TACACS+ Authentication
Terminal Access Controller Access-Control System Plus (TACACS+) is a protocol that handles authentication, authorization, and accounting (AAA) services. SecureSync supports pam_tacplus, allowing users to validate their username/password when logging into SecureSync via a TACACS+ server. Currently, http/https/ssh/telnet/ftp protocols are supported, i.e. you can login to a SecureSync unit using TACACS+ authentication via applications using any of these protocols.
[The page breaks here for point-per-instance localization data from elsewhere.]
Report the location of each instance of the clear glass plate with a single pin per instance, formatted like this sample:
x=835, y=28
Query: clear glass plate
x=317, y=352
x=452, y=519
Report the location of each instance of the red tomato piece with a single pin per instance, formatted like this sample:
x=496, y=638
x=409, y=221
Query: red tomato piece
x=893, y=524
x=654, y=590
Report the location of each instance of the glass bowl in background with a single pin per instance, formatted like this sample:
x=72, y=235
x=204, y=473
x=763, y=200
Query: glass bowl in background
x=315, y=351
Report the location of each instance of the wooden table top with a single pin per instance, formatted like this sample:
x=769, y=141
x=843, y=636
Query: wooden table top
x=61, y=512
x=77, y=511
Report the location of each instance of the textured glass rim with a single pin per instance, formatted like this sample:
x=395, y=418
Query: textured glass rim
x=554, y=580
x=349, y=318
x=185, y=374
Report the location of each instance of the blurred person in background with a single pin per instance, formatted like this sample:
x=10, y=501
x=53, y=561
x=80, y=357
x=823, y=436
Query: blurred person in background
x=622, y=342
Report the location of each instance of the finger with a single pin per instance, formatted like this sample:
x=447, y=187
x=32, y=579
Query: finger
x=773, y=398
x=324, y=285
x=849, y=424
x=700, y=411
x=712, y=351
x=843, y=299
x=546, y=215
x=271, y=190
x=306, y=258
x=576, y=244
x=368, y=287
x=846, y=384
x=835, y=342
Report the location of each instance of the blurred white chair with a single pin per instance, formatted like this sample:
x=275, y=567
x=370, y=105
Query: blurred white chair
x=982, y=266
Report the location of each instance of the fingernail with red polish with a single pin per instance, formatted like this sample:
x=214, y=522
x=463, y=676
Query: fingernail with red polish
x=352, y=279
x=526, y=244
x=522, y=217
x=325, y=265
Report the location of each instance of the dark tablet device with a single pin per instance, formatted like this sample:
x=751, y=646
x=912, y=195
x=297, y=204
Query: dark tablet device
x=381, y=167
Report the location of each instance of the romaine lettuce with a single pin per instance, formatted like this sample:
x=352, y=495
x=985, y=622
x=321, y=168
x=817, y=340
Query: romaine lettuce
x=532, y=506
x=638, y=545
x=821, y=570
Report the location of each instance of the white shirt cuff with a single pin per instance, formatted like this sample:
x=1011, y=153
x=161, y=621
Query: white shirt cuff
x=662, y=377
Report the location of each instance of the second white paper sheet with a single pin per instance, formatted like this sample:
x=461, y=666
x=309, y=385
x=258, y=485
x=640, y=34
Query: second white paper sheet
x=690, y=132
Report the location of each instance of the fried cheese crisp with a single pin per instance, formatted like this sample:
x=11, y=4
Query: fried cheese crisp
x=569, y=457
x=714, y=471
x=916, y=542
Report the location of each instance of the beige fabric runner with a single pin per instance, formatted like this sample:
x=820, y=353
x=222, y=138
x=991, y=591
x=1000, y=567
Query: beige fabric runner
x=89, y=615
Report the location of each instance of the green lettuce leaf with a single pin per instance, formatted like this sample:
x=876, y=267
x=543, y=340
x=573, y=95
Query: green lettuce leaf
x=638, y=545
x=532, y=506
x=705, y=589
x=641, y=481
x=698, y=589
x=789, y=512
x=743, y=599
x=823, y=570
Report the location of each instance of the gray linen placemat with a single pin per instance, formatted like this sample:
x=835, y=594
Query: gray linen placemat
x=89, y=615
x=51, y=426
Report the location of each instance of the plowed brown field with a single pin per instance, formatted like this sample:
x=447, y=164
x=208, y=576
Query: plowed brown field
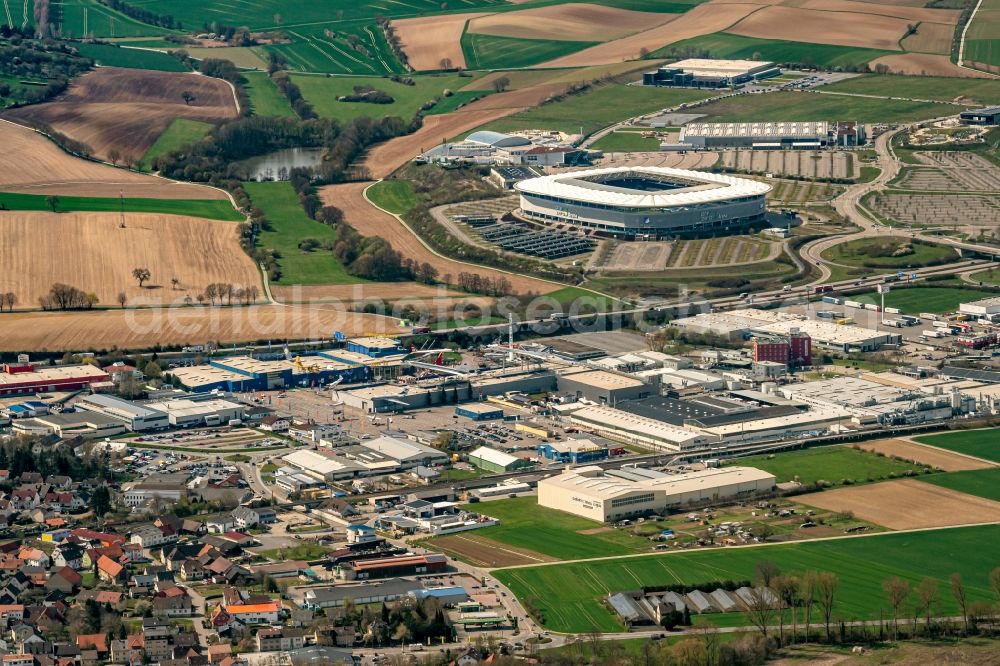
x=702, y=20
x=31, y=163
x=926, y=455
x=428, y=39
x=906, y=504
x=824, y=27
x=926, y=64
x=580, y=22
x=91, y=252
x=127, y=109
x=144, y=328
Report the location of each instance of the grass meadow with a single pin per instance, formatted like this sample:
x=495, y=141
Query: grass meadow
x=265, y=99
x=983, y=444
x=322, y=92
x=524, y=524
x=212, y=209
x=569, y=596
x=832, y=464
x=289, y=225
x=979, y=482
x=179, y=133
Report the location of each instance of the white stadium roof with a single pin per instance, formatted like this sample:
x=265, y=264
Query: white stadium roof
x=704, y=187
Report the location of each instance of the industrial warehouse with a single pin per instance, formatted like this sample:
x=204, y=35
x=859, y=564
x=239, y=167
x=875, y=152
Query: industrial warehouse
x=608, y=496
x=644, y=202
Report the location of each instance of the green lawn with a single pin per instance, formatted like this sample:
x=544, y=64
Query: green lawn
x=265, y=100
x=492, y=52
x=524, y=524
x=925, y=299
x=395, y=196
x=322, y=92
x=832, y=464
x=207, y=208
x=726, y=45
x=600, y=107
x=626, y=142
x=116, y=56
x=569, y=595
x=854, y=253
x=978, y=443
x=817, y=106
x=985, y=91
x=979, y=482
x=289, y=225
x=179, y=133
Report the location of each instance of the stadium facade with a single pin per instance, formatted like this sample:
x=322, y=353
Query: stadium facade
x=644, y=202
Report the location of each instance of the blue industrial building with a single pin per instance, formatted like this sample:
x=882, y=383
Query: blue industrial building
x=375, y=347
x=573, y=451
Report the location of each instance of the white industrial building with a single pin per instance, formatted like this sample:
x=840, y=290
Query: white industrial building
x=592, y=493
x=187, y=413
x=137, y=418
x=741, y=324
x=622, y=426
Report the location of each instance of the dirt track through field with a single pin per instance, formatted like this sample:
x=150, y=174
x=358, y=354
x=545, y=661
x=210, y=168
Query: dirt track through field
x=35, y=165
x=429, y=39
x=90, y=252
x=371, y=221
x=127, y=109
x=571, y=22
x=702, y=20
x=906, y=504
x=926, y=455
x=144, y=328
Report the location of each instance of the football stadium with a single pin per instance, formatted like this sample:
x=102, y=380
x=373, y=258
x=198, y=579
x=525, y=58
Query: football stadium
x=644, y=202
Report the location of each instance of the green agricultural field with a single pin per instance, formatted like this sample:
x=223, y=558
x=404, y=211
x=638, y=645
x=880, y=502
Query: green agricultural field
x=725, y=45
x=265, y=99
x=207, y=208
x=322, y=92
x=912, y=300
x=524, y=524
x=116, y=56
x=289, y=226
x=600, y=107
x=492, y=52
x=179, y=133
x=983, y=444
x=985, y=91
x=855, y=253
x=820, y=106
x=626, y=142
x=832, y=464
x=569, y=596
x=395, y=196
x=101, y=20
x=979, y=482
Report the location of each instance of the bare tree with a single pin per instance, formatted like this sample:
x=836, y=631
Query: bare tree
x=897, y=590
x=500, y=83
x=927, y=597
x=958, y=591
x=826, y=590
x=141, y=274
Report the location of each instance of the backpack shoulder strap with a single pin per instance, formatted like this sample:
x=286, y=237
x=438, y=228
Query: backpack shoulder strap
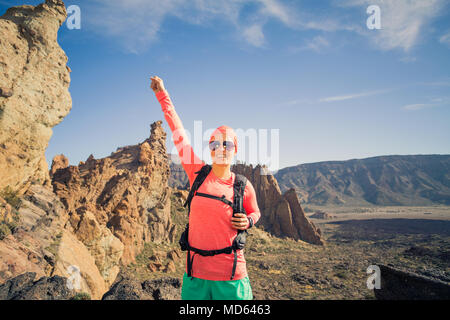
x=238, y=193
x=201, y=176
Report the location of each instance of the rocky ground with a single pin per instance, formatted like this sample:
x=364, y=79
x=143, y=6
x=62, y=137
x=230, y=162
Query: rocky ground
x=415, y=239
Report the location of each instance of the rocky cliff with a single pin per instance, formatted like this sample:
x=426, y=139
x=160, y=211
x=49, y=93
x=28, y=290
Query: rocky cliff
x=34, y=95
x=413, y=180
x=123, y=198
x=281, y=214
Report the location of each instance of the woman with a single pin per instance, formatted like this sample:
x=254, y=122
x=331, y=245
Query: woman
x=212, y=225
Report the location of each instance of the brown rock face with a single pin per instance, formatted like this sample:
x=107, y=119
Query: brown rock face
x=34, y=96
x=124, y=196
x=281, y=214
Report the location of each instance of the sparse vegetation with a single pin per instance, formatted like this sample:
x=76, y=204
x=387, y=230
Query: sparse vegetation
x=289, y=269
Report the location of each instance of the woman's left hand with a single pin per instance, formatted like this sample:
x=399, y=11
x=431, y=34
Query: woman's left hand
x=239, y=221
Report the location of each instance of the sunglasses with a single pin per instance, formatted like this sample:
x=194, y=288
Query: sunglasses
x=227, y=145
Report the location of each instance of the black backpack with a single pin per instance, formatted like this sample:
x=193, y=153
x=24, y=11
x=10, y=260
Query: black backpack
x=238, y=207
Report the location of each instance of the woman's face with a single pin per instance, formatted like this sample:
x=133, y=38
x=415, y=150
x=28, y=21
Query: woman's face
x=222, y=155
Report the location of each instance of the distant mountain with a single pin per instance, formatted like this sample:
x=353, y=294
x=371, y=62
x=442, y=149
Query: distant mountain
x=383, y=180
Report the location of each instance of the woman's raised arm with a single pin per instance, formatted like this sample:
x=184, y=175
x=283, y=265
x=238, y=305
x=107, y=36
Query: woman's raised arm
x=190, y=162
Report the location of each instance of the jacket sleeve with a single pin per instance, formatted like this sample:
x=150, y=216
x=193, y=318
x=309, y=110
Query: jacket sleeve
x=251, y=203
x=189, y=160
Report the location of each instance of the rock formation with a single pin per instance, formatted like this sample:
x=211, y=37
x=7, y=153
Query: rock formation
x=281, y=214
x=397, y=284
x=23, y=287
x=322, y=215
x=34, y=95
x=130, y=289
x=121, y=197
x=44, y=244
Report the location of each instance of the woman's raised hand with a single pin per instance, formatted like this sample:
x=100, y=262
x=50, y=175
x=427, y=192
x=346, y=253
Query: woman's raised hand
x=157, y=84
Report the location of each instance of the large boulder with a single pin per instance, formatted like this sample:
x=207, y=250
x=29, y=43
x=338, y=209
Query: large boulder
x=24, y=287
x=397, y=284
x=34, y=95
x=126, y=288
x=124, y=196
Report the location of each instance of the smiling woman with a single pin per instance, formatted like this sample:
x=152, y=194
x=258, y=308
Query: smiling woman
x=222, y=205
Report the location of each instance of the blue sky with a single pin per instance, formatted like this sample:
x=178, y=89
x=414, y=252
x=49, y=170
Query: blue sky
x=334, y=89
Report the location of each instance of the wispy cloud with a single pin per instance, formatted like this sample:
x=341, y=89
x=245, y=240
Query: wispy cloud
x=353, y=96
x=317, y=44
x=433, y=102
x=402, y=21
x=137, y=23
Note: Your TACACS+ files will need to have either a pap
or global
user attribute. SecureSync does not authenticate tacacs.conf
files with the default login
user attribute.
Caution: In order to utilize TACACS+ authentication, the account username on the TACACS+ server must NOT be used with a local user account.
Example:
A user with the username user3 on the TACACS+ server will not be able to login to a SecureSync unit, if on that unit a local user account with the username user3 exists. However, once the user deleted the local user3 account, she will be able to login with the TACACS+ user3 account.
Sources of general reference information on TACACS+:
- https://en.wikipedia.org/wiki/TACACS
- http://www.cisco.com/c/en/us/support/docs/security-vpn/remote-authentication-dial-user-service-radius/13838-10.html
- https://github.com/jeroennijhof/pam_tacplus
See also RADIUS Authentication
Enabling/Disabling TACACS+
To enable or disable the use of TACACS+ authentication on a SecureSync unit:
- In the Web UI, navigate to MANAGEMENT > OTHER: Authentication.
- In the Actions panel on the left, click TACACS+. The TACACS+ Setup window will be displayed.
- Check the box labeled HTTP/HTTPS if you want to enable TACACS+, or uncheck the box if you want to disable TACACS+.
- Click Submit.
Adding/Removing a TACACS+ Server
To add a TACACS+ authentication server, or remove a server from the list:
- Navigate to MANAGEMENT > OTHER: Authentication.
- In the Actions panel on the left, click TACACS+ Setup. The TACACS+ Setup window will be displayed:
- Fill out the fields:
- Host: The hostname or IP address of the TACACS+ server
- Port: Defines the TACACS+ Port to use.
- Secret Key: The same encryption key as used on the TACACS+ server.
- Click the Add Server button. A confirmation message The item has been added will be displayed if the server could be added, and the server will be added to the list. The server status can be:
- DISABLED: The TACACS+ service is disabled.
- UNREACHABLE: This TACACS+ server cannot be reached.
- REACHABLE: This TACACS+ server can be reached.
- To remove a TACACS+ server from the list, click the X-button in the Actions column.
Note: SecureSync supports multiple TACACS+ servers. The system performance, however, will be negatively affected by a large number of servers or invalid servers, respectively.